Updated

A judge rejected a request by two fraternity brothers to block the DVD release of the hit spoof movie "Borat."

West Los Angeles Superior Court Judge Joseph S. Biderman also refused to order the removal of a scene that includes the two men, who claim they had been duped into misbehaving on camera.

Biderman issued his two-page decision on Friday after hearing arguments the previous day.

The South Carolina fraternity brothers sued Nov. 9, claiming they were tricked into making racist and sexist remarks to British comedian Sacha Baron Cohen in "Borat: Cultural Learnings of America for Make Benefit Glorious Nation of Kazakhstan."

In one scene of the mockumentary, Cohen as rowdy Kazakh journalist Borat hangs out with three men in a motor home and watches the Pamela Anderson-Tommy Lee sex tape. One of the three men did not participate in the lawsuit.

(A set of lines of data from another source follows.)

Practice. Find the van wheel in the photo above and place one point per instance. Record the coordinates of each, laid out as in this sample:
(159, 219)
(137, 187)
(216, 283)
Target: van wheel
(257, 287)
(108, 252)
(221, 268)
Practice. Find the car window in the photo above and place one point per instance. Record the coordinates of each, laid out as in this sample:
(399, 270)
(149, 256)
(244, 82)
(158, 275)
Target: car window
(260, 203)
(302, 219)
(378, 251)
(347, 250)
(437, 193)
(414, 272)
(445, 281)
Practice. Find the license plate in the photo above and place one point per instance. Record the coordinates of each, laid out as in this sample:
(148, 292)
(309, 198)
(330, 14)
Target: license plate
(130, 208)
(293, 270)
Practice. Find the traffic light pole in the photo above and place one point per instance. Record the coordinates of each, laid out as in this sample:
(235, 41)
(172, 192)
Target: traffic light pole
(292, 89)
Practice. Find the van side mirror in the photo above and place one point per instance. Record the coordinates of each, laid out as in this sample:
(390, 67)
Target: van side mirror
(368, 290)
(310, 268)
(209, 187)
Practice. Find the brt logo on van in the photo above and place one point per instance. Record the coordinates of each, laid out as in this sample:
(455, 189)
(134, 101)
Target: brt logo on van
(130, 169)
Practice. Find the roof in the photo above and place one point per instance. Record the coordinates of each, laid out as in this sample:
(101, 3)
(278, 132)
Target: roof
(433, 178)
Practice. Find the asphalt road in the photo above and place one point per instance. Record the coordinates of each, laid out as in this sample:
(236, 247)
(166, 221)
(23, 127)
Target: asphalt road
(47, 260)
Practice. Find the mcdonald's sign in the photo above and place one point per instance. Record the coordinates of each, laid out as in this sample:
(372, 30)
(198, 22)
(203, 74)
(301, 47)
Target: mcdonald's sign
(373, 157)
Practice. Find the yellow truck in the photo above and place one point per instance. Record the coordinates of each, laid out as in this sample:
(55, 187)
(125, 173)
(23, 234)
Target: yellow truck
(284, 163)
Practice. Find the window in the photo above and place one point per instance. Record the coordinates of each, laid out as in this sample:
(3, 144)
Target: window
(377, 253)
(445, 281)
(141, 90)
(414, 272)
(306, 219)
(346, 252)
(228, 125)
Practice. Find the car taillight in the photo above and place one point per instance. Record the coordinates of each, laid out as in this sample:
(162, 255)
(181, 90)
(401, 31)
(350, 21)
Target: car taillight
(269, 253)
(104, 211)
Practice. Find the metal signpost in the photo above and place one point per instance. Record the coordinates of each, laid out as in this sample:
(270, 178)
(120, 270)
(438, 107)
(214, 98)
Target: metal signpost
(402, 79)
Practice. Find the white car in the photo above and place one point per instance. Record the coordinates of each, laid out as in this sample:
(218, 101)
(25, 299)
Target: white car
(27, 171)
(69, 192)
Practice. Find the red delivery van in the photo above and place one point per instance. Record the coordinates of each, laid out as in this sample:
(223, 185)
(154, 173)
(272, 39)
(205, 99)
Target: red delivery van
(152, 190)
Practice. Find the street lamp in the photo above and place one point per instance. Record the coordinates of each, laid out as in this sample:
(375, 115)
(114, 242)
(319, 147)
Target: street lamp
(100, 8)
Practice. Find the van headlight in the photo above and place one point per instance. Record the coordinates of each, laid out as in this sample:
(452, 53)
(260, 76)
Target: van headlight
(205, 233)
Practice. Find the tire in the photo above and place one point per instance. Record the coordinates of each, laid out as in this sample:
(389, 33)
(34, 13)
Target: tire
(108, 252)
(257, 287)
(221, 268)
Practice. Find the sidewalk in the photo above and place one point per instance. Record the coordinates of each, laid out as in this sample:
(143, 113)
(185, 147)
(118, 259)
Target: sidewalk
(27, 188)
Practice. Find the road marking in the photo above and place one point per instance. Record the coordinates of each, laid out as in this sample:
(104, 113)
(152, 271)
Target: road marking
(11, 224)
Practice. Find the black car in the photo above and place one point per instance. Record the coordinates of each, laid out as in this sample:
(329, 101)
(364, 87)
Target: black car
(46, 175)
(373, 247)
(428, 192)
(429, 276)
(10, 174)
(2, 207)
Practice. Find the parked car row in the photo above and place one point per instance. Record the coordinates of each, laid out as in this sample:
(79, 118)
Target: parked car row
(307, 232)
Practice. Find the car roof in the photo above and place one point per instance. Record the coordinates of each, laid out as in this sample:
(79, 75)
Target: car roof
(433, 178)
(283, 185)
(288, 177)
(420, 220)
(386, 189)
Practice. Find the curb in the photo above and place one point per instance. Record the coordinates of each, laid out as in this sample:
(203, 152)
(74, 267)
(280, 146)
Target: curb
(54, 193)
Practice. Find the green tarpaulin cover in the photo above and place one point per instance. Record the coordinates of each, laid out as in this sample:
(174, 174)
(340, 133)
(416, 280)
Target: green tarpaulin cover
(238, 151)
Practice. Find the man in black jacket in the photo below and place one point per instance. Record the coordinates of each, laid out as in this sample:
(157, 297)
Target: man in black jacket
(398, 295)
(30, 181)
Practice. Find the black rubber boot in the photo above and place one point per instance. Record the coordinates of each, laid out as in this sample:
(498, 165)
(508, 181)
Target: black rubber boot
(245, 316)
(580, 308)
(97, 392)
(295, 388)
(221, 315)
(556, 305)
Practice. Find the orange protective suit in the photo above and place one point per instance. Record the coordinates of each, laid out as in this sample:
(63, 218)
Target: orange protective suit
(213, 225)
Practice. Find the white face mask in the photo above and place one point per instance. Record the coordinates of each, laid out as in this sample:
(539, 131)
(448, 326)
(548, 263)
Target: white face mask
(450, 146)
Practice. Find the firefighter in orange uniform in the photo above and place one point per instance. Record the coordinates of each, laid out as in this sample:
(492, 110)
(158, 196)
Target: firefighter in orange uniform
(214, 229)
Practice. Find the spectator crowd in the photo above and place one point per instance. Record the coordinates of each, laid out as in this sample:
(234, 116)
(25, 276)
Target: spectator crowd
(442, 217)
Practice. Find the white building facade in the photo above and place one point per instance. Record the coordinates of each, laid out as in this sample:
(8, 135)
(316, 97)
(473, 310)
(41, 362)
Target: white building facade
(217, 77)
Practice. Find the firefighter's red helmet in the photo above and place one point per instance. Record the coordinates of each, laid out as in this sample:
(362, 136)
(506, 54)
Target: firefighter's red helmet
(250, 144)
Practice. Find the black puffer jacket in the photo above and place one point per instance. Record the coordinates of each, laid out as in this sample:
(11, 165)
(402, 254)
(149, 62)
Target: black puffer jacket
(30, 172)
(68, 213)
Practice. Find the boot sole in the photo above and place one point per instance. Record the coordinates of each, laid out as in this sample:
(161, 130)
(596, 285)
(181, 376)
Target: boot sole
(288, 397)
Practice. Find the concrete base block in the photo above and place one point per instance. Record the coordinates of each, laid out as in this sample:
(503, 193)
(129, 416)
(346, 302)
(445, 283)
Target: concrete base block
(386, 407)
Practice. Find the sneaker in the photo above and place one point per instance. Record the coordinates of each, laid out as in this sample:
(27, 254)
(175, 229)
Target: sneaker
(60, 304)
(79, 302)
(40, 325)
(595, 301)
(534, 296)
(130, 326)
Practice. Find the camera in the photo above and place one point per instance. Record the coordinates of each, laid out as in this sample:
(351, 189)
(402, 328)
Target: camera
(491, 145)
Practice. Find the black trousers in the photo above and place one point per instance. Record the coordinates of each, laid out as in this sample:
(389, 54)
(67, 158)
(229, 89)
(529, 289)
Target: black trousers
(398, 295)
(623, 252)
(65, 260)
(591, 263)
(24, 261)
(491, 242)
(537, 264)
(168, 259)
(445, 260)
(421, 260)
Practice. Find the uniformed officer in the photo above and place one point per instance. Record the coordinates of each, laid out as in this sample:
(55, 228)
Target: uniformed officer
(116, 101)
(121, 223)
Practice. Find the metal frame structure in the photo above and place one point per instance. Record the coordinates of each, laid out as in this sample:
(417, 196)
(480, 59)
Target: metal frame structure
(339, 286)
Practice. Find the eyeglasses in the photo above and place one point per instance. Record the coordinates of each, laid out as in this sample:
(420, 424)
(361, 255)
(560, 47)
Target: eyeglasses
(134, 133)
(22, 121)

The fraternity brothers claim the filmmakers got them drunk before getting them to sign release forms agreeing to appear in the film. Their names do not appear in the lawsuit.

The film "made plaintiffs the objects of ridicule, humiliation, mental anguish, and emotional and physical distress," the lawsuit claims.

A trial date for the lawsuit, which seeks unspecified monetary damages, has not been set.

Louis Petrich, an attorney for 20th Century Fox and One America Productions, said he was pleased with the judge's decision.

Calls to the plaintiffs' attorney, Olivier Taillieu, were not immediately returned.